The message of the genes – Bodies and antibodies (1984)

Walter Bodmer

The body protects itself against infection by bacteria, viruses, molds and parasites by having a system for recognising these invading organisms as foreign.

Watch time: 55:58
A still from the 1984 CHRISTMAS LECTURE
Image credit: Royal Institution

Lecture 4 – Bodies and antibodies

From the 1984 lecture programme:

The body protects itself against infection by bacteria, viruses, molds and parasites by having a system for recognising these invading organisms as foreign.

A subset of the blood's white cells, the lymphocytes, manufactures a very complex set of proteins, the antibodies, which have exquisite sensitivity for foreignness.

Literally millions of different types of antibodies can be made to recognise any sort of infection. Vaccination is a form of priming the body, for example, by killed virus, so that when infection comes the body can respond quickly enough to stop the infection from gaining a hold.

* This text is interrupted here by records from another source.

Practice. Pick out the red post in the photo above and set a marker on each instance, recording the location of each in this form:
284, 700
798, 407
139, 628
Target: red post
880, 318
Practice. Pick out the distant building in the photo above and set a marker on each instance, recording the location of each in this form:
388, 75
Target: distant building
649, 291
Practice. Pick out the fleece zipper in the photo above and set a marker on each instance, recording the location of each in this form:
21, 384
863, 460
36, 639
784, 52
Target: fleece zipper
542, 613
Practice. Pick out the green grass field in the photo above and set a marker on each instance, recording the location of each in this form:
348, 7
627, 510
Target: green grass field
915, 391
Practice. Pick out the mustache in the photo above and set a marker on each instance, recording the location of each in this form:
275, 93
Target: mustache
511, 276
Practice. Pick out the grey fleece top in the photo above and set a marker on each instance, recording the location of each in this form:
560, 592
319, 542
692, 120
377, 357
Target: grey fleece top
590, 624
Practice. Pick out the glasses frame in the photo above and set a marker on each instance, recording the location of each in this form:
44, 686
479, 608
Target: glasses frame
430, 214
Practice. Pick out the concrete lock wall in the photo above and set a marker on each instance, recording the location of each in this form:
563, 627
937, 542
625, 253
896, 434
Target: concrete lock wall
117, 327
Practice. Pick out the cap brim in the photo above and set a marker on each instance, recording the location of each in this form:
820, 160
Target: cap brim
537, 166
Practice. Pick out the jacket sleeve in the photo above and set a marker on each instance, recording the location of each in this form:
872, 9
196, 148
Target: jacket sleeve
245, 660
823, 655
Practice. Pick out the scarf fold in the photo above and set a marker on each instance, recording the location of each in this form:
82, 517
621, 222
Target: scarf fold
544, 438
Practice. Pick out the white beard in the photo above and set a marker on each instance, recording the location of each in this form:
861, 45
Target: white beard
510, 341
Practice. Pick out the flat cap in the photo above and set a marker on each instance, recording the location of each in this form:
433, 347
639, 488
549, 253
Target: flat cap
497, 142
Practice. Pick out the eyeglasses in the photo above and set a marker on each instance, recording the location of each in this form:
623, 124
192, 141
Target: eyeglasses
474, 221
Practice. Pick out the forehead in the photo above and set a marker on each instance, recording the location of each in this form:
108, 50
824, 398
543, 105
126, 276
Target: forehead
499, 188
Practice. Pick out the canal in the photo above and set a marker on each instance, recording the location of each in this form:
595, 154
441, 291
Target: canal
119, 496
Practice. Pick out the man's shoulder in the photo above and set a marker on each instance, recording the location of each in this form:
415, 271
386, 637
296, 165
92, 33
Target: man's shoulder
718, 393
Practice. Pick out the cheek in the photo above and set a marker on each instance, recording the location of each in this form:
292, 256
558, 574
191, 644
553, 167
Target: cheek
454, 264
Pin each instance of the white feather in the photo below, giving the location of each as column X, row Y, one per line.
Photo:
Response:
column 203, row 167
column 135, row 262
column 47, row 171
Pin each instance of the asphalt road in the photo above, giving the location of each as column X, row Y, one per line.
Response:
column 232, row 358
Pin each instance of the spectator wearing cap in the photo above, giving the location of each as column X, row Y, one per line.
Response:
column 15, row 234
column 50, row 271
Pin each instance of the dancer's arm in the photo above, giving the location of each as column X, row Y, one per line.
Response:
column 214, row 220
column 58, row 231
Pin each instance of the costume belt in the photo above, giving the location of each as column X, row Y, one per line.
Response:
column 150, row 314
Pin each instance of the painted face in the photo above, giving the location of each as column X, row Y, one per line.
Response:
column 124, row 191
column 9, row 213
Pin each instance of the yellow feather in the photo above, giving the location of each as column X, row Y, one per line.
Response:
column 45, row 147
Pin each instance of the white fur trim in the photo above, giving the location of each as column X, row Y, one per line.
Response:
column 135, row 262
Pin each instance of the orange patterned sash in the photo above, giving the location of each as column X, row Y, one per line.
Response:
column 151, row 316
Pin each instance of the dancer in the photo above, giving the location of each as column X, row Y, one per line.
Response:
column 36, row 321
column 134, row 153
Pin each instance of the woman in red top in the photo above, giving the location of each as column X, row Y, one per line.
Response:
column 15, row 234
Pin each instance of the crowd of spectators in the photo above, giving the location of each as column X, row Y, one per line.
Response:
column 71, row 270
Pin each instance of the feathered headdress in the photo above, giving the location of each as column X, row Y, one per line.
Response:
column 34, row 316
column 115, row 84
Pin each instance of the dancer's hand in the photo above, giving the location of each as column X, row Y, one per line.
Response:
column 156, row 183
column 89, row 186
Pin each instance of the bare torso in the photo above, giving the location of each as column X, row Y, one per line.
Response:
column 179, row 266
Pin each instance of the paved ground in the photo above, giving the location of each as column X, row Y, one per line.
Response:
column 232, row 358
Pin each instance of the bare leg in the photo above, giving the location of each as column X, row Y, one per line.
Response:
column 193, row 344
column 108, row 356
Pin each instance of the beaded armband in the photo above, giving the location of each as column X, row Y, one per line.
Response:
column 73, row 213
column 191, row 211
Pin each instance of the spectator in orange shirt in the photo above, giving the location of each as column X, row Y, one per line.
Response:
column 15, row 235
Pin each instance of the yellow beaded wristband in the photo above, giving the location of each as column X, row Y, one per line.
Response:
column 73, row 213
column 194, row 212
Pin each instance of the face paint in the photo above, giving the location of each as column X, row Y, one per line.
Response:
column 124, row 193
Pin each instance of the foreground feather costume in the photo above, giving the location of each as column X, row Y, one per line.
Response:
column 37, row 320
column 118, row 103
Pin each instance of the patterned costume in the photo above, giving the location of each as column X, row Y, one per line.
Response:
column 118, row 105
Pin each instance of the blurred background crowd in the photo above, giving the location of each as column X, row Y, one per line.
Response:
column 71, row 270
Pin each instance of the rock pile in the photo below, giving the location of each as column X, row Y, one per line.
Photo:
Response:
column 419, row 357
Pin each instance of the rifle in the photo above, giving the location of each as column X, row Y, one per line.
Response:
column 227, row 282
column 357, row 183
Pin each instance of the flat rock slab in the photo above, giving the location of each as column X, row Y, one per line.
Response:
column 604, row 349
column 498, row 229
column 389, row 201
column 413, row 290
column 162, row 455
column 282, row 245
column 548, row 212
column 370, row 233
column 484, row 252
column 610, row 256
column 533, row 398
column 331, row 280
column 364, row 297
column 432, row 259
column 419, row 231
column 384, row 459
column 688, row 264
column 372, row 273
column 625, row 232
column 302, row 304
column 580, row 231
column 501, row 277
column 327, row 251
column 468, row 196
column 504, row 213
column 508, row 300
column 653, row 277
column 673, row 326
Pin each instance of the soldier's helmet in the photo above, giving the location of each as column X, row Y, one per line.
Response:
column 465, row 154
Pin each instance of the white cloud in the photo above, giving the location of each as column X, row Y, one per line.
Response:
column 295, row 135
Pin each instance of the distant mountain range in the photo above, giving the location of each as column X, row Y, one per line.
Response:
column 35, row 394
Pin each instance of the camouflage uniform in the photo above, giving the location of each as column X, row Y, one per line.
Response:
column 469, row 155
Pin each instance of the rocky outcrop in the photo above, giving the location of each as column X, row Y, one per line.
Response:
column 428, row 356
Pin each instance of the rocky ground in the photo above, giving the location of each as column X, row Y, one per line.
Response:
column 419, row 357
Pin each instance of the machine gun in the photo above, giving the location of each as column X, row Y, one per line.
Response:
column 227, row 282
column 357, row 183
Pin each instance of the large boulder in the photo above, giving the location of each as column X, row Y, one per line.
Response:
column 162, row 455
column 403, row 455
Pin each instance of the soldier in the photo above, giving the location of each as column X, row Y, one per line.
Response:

New types of vaccines are now being produced by genetic engineering techniques. The body's ability to recognise foreignness can be exploited experimentally to make antibodies to almost any substance. These antibodies can then be used to identify and measure specifically the presence of a substance, for example, of the hormone which only appears very early in pregnancy — hence the pregnancy test.

The body's recognition system also recognises the foreignness of tissues from another person. Hence the need to match for blood transfusion and kidney grafting.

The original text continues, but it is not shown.